Inizialmente noti come “ponti spazio-temporale di Einstein-Rosen”, questi cunicoli sono stati battezzati come wormhole da John Archibald Wheeler, guru della meccanica quantistica. “Il nome”, spiega Ghisellini, “deriva dal fatto che, se un verme è su una mela e vuole andare dall’altra parte, ha due vie: passarci attorno o scavare un tunnel. Questo è quello che succede allo spazio-tempo in un wormhole”.

Proprio un wormhole è alla base del costrutto narrativo di “Interstellar”, che “ha avuto come sceneggiatore e ideatore Kip Thorne, il guru vivente della relatività generale”: un film “strapieno di fisica e di cose assolutamente verosimili, delle quali nessuna, finora, è stata dimostrata sbagliata”.
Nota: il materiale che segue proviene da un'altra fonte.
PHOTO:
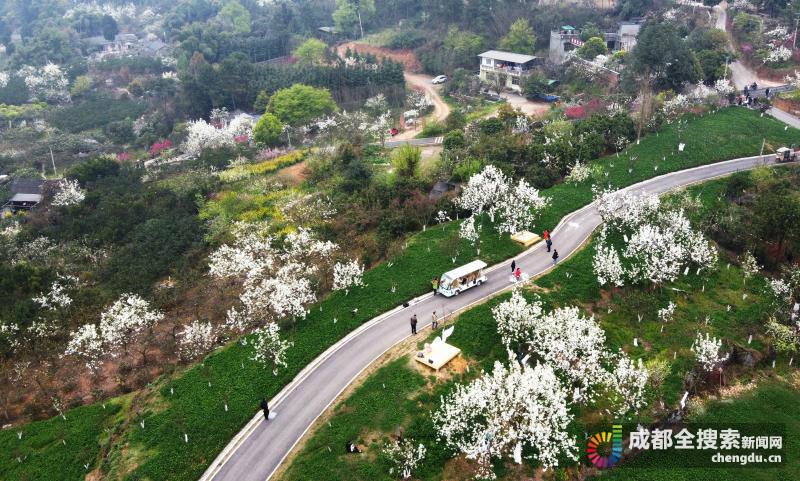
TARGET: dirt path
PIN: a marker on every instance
(411, 67)
(440, 108)
(741, 74)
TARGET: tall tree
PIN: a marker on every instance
(300, 104)
(520, 38)
(352, 13)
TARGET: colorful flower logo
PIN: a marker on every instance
(615, 438)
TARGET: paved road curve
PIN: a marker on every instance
(260, 448)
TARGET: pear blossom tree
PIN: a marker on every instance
(706, 351)
(404, 456)
(276, 276)
(268, 347)
(574, 346)
(347, 275)
(196, 340)
(492, 192)
(202, 135)
(502, 412)
(128, 318)
(750, 266)
(68, 192)
(659, 244)
(87, 343)
(468, 231)
(48, 83)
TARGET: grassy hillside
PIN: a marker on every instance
(159, 452)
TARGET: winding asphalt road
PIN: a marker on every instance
(260, 448)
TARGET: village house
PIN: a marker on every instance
(509, 68)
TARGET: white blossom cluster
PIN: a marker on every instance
(48, 83)
(276, 280)
(127, 317)
(750, 265)
(404, 456)
(493, 192)
(468, 231)
(196, 339)
(56, 298)
(573, 345)
(676, 105)
(706, 351)
(777, 53)
(578, 173)
(202, 135)
(269, 348)
(659, 243)
(68, 192)
(347, 275)
(665, 314)
(501, 412)
(418, 100)
(723, 87)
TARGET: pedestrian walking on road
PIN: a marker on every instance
(265, 408)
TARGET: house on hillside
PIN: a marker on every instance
(568, 38)
(26, 193)
(507, 67)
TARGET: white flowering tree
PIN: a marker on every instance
(502, 412)
(202, 135)
(129, 318)
(68, 192)
(468, 231)
(48, 83)
(87, 343)
(707, 351)
(276, 276)
(574, 346)
(658, 244)
(196, 340)
(347, 275)
(492, 192)
(404, 456)
(56, 298)
(749, 264)
(268, 347)
(628, 383)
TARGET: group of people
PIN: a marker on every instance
(517, 272)
(434, 322)
(748, 95)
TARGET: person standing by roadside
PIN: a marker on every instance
(265, 407)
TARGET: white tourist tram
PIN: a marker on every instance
(462, 278)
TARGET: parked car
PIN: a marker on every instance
(547, 98)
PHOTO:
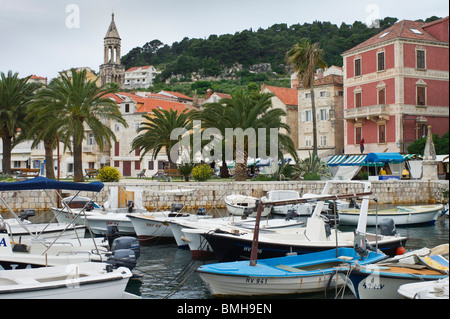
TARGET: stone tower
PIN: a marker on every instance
(111, 70)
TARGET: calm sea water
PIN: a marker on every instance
(167, 272)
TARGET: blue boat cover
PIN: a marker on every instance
(384, 157)
(46, 183)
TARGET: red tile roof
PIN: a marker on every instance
(139, 67)
(405, 29)
(286, 95)
(151, 104)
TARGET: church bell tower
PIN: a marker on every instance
(111, 70)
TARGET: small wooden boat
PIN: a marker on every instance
(437, 289)
(76, 281)
(383, 280)
(283, 275)
(240, 205)
(401, 215)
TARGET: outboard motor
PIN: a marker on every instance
(123, 258)
(387, 227)
(127, 242)
(89, 206)
(112, 232)
(130, 205)
(177, 207)
(291, 213)
(26, 213)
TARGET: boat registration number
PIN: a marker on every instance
(256, 281)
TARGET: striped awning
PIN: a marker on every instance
(354, 160)
(336, 160)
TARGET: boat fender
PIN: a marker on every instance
(130, 205)
(127, 242)
(291, 213)
(387, 227)
(112, 232)
(123, 258)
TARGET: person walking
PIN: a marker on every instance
(361, 146)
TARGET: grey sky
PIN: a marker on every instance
(43, 37)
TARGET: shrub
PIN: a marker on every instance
(108, 174)
(202, 172)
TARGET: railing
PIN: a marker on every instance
(367, 111)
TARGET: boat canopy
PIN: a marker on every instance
(46, 183)
(384, 158)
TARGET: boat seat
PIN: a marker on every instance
(345, 258)
(289, 268)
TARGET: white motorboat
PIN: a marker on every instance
(121, 201)
(155, 225)
(401, 215)
(189, 232)
(316, 236)
(17, 252)
(240, 205)
(73, 281)
(437, 289)
(282, 276)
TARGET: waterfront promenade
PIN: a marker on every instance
(161, 195)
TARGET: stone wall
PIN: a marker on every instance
(212, 194)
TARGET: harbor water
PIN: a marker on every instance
(168, 272)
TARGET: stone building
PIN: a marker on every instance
(112, 71)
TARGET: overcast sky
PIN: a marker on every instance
(43, 37)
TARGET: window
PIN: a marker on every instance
(380, 61)
(357, 67)
(420, 59)
(90, 139)
(308, 116)
(421, 93)
(308, 141)
(323, 140)
(382, 133)
(358, 99)
(358, 134)
(382, 96)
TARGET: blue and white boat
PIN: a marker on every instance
(283, 275)
(383, 280)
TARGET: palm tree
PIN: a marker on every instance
(15, 96)
(157, 129)
(76, 104)
(306, 58)
(249, 111)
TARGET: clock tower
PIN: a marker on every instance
(111, 70)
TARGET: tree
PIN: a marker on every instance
(78, 103)
(248, 111)
(305, 58)
(15, 96)
(157, 129)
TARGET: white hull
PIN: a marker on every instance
(401, 216)
(221, 285)
(438, 289)
(236, 205)
(98, 220)
(83, 281)
(153, 225)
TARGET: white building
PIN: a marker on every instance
(140, 77)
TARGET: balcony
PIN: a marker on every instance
(372, 112)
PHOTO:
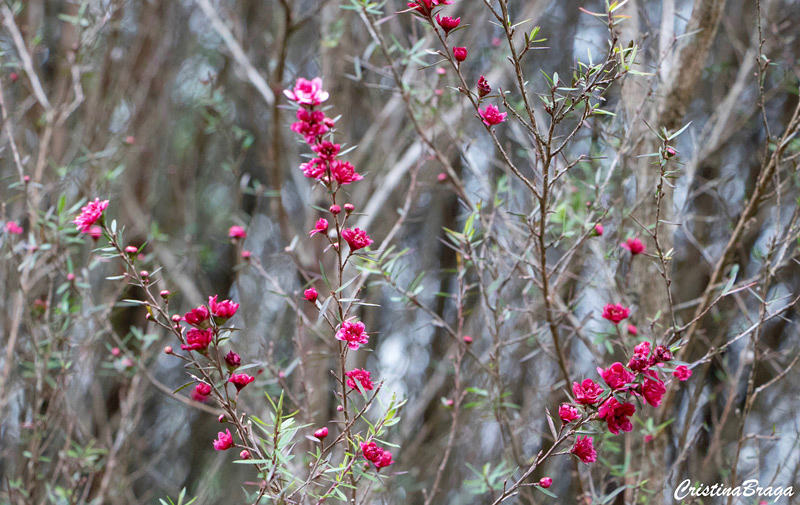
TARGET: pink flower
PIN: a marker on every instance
(237, 232)
(233, 361)
(424, 6)
(378, 456)
(311, 294)
(483, 86)
(447, 23)
(222, 311)
(682, 373)
(616, 376)
(200, 392)
(615, 313)
(224, 441)
(198, 317)
(327, 150)
(568, 413)
(616, 415)
(344, 173)
(653, 390)
(634, 245)
(491, 115)
(197, 339)
(356, 238)
(363, 378)
(320, 227)
(584, 449)
(13, 228)
(307, 92)
(353, 333)
(90, 214)
(587, 392)
(663, 354)
(240, 380)
(315, 168)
Nel film Romilly (David Gyasi) spiega a Cooper (Matthew McConaughey) il funzionamento di un wormhole: “prende un pezzo di carta, lo piega e lo buca con una matita: apre in sostanza un passaggio dalla parte all’altra del foglio, con un tragitto molto breve. Il problema è che, per farlo, ha dovuto piegare il foglio. Se qualcuno potesse piegare lo spazio tempo in maniera così parossistica e avvicinare due punti che normalmente sono distanti miliardi di anni luce allora sì che potrebbe creare un cunicolo che funge da scorciatoia”.

È anche per questo motivo che “i fisici non credono che i wormhole possano esistere sul serio”. “Se esistessero”, ipotizza Ghisellini, “allora sarebbe relativamente facile usarli come macchine del tempo: se si mette un buco nero in una bocca del wormhole, lì il tempo passa molto più lentamente. Quando si entra nel cunicolo ci si trova in un tempo anteriore a quello in cui si è partiti, quindi si viaggia indietro nel tempo”.

Ma le complicazioni teoriche sono numerose: “la possibilità di viaggiare indietro nel tempo pone dei paradossi micidiali. Se vado indietro nel tempo e uccido mia mamma prima che mi generi io come faccio ad esistere e tornare indietro nel tempo per ucciderla?”.

I fisici, quindi, si trovano di fronte a un’apparente contraddizione: la teoria apre la possibilità di viaggi nel tempo, ma gli sviluppi ipotetici di quella stessa teoria sbattono contro paradossi che sembrerebbero provare il contrario. Com’è possibile? Ghisellini fa notare che “non tutte le soluzioni di un’equazione sono accettabili: per esempio, la radice di 4 è sia -2 che +2, ma se uno dice ‘Sono alto la radice quadrata di 4’, la soluzione è per forza di cose +2, non può essere -2. La realtà impone di scartare delle soluzioni. Quella del wormhole, che è una soluzione vera della relatività generale, potrebbe non essere realistica”.

Il che non rende sterile la speculazione, né ci obbliga a farci ingabbiare dagli apparenti limiti della teoria. “Io ritengo”, conclude Ghisellini, “che sia sempre meglio rimanere un po’ scettici. Lasciare uno spazio nella nostra mente, per quanto piccolo, per la sorpresa”.